Le obiezioni sono tante e per nulla scontate. Parlare di una “immagine scientifica” al singolare pare assai arduo, dal momento che neppure gli scienziati concordano su quale dovrebbe essere. A monte del ragionamento troviamo l’illusione, coltivata dal neopositivismo logico all’apice del suo splendore, di poter dar vita una “scienza unificata” basata sul modello della fisica al quale dovrebbero adeguarsi non solo le altre discipline naturali, ma anche – e soprattutto – le scienze umane e storico-sociali, che sarebbero arretrate proprio per il fatto di non adottare il metodo che ha consentito alla fisica di conseguire gli spettacolari successi che tutti conosciamo.

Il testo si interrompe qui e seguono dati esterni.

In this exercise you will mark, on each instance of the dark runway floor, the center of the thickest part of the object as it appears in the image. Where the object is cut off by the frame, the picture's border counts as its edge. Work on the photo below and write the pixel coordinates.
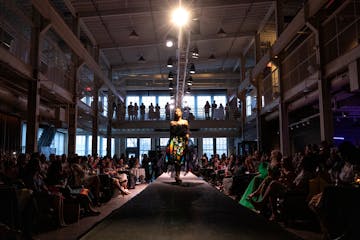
(192, 210)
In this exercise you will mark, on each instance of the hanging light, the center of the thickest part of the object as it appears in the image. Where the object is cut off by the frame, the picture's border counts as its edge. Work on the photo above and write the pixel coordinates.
(195, 53)
(171, 76)
(189, 81)
(192, 68)
(212, 57)
(170, 41)
(133, 35)
(221, 33)
(170, 63)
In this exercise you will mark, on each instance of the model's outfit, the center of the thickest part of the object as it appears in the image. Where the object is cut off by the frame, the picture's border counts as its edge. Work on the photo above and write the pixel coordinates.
(177, 147)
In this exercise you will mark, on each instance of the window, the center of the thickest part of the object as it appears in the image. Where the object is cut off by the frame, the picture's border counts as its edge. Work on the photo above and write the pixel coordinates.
(221, 146)
(220, 100)
(131, 142)
(164, 142)
(145, 146)
(248, 106)
(201, 101)
(208, 146)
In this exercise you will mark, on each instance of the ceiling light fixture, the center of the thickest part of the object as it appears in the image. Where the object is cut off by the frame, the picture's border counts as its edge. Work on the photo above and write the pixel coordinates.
(170, 63)
(192, 68)
(195, 53)
(171, 76)
(133, 35)
(141, 59)
(170, 41)
(221, 33)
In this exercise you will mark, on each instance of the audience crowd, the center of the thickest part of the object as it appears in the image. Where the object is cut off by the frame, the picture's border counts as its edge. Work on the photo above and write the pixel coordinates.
(43, 192)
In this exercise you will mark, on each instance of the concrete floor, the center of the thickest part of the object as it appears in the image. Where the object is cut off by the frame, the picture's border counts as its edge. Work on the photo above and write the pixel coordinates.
(163, 210)
(191, 210)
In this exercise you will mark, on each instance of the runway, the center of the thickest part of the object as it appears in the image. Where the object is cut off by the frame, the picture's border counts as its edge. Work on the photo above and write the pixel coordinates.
(191, 210)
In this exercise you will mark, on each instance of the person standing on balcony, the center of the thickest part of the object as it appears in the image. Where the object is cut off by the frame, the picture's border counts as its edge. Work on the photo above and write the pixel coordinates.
(213, 107)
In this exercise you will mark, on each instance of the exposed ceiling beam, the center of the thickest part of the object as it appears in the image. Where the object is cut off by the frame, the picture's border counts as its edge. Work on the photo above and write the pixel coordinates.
(197, 38)
(146, 11)
(86, 30)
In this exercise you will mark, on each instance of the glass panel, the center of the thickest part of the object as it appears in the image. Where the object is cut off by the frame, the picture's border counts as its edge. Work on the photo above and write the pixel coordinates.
(145, 146)
(208, 146)
(80, 145)
(162, 102)
(201, 101)
(131, 142)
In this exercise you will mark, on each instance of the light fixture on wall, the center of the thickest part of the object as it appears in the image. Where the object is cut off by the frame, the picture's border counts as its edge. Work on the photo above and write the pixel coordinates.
(141, 59)
(133, 35)
(171, 85)
(170, 63)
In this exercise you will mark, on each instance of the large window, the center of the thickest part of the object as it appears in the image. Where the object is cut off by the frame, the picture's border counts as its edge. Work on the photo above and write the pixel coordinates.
(248, 106)
(208, 146)
(220, 99)
(164, 142)
(81, 145)
(221, 146)
(131, 142)
(58, 143)
(145, 146)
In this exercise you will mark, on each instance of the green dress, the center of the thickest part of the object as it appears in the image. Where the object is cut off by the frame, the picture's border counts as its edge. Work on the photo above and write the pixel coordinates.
(253, 185)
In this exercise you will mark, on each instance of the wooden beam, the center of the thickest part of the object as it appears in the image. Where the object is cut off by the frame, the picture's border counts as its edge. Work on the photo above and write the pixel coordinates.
(199, 5)
(48, 12)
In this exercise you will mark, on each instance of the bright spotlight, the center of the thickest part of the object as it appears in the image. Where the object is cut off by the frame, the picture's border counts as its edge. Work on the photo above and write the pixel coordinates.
(169, 43)
(180, 17)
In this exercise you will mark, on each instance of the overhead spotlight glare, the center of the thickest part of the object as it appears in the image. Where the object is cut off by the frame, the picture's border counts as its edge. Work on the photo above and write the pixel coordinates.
(170, 63)
(195, 53)
(192, 68)
(221, 33)
(171, 76)
(180, 17)
(189, 81)
(141, 59)
(212, 57)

Naturalmente un simile approccio non tiene conto della lezione di Max Weber, il quale aveva parlato di differenze ontologiche fondamentali tra il mondo naturale da un lato e quello umano e storico-sociale dall’altro. Differenze tali da non consentire l’adozione di un unico metodo di spiegazione nei due ambiti. La replica di solito consiste nel notare che anche il mondo umano fa parte di quello naturale. La teoria finale di cui sopra, quando l’avremo ottenuta, ci consentirebbe di liberarci, per esempio, dell’inutile nozione di “mente” e di capire che a parole per noi fondamentali quali “intenzione”, “desiderio”, “emozione”, “affetto” etc. non corrisponde alcunché di effettivamente reale. Si tratterebbe solo di stati del tutto spiegabili in termini puramente fisici.

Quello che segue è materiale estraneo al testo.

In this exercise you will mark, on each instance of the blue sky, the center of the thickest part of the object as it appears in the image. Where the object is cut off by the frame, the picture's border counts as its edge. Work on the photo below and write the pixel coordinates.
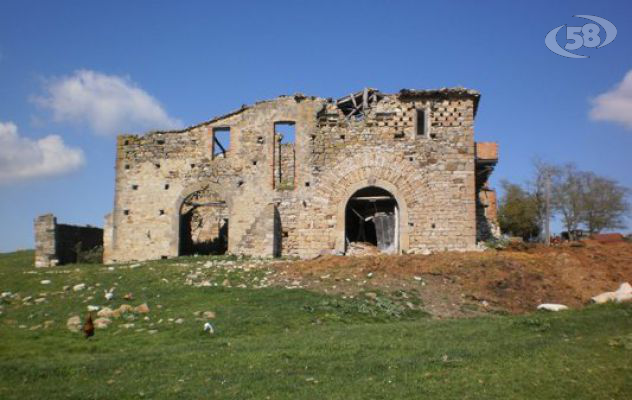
(181, 63)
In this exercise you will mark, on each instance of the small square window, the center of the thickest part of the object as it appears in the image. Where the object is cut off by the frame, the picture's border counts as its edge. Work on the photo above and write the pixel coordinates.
(221, 141)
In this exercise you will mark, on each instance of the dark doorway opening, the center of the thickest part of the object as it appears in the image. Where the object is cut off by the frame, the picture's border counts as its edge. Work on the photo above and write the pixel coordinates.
(371, 221)
(203, 225)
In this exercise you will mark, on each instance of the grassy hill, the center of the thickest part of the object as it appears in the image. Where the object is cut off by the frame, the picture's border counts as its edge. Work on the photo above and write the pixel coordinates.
(287, 343)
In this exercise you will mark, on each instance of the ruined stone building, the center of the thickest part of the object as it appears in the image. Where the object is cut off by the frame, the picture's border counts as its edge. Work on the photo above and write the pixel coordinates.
(303, 176)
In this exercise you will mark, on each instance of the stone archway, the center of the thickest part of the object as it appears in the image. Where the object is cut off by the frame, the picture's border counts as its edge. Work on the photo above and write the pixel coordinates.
(379, 188)
(371, 222)
(200, 222)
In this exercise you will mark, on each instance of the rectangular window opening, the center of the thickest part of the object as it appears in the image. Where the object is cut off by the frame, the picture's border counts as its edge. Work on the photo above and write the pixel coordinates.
(421, 123)
(221, 141)
(285, 131)
(284, 154)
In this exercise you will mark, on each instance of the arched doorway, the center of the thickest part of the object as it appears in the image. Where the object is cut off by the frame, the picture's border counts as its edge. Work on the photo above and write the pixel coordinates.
(203, 224)
(371, 222)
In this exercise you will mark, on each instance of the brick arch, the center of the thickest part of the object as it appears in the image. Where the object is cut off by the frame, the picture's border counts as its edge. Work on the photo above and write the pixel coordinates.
(174, 243)
(402, 206)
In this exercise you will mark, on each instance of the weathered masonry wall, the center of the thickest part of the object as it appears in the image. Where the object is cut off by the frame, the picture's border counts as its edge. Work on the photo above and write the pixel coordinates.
(58, 243)
(266, 198)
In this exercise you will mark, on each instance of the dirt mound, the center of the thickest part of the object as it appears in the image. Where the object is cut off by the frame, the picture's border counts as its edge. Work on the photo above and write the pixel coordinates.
(460, 284)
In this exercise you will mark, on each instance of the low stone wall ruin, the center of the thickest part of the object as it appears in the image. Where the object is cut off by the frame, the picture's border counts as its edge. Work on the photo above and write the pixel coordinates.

Tuttavia, ciò che mi preme notare in questo contesto è un fatto di solito trascurato. I sostenitori dell’assoluta prevalenza dell’immagine scientifica su quella del senso comune, e quindi della necessità di sostituire in toto la seconda con la prima, basano i loro ragionamenti anche su considerazioni che appartengono più al novero della filosofia politica e sociale che a quello della filosofia della scienza.

Gli esempi sono molti, ma qui mi limito a citare un celebre dibattito tra Wilfrid Sellars e Paul Feyerabend, avvenuto all’incirca alla metà del secolo scorso, e poi ripreso in seguito da altri. Sellars, realista scientifico, pensava che il dominio dei costituenti di base della realtà sia formato dagli elementi che la scienza troverà necessario postulare “a lungo termine”. L’immagine scientifica senz’altro prevarrà ma, per procedere a sostituire il senso comune abbiamo bisogno di tempo, giacché si tratta dell’immagine in cui gli esseri umani hanno incontrato se stessi, e la sua sostituzione implica che a processo concluso diventeremo qualcosa di completamente diverso.

Paul Feyerabend, padre dell’anarchismo metodologico, non era d’accordo con una simile tesi che giudicava inutilmente complicata, e sostenne invece che, posto che vi siano le basi per farlo, la cornice di riferimento concettuale (e osservativa) del senso comune dovrebbe essere sostituita immediatamente da una cornice teorica più adeguata. A suo avviso, infatti, se il tentativo di rimpiazzare il senso comune mediante l’immagine scientifica ha successo, allora gli esseri umani riusciranno a liberarsi dai pregiudizi che impediscono loro di vedere il mondo come è e di cogliere i dettagli della sua struttura. Non solo. Riusciremo anche a liberarci dai pregiudizi che ci spingono a differenziarci dagli altri sotto il profilo etico, politico, religioso, etc.

Ecco, dunque, che pure nella filosofia della scienza troviamo all’opera una sorta di utopia non intesa – in senso popperiano – come ideale regolativo, bensì quale obiettivo davvero raggiungibile. In questo caso non è l’idea di “società perfetta” a fungere da battistrada, ma quella di “scienza perfetta”, giunta allo stadio di perfezione proprio grazie alla summenzionata “teoria finale”. Non credo che il ragionamento suonasse plausibile a un pensatore ironico e disincantato quale Feyerabend era. E tuttavia lo formulò in modo preciso, lasciandoci capire mediante un paradosso quale sia il peso dell’utopia anche in ambito scientifico. Concludo notando che pure in questo caso l’idea di perfezione, oltre a non tenere conto dei nostri limiti, è foriera di guai enormi. Quale mai potrebbe essere, infatti, lo scopo della nostra vita in un mondo conoscibile in modo completo una volta per tutte? E come potremmo vivere senza la speranza di apprendere sempre qualcosa di nuovo? Per citare ancora una volta Popper, ne uscirebbe una “società di formiche”, e non di esseri umani. Per fortuna l’epistemologo austriaco sottolineava anche che la storia della scienza è un grande cimitero di teorie, con ciò relegando la “teoria finale” nel regno dei sogni velleitari.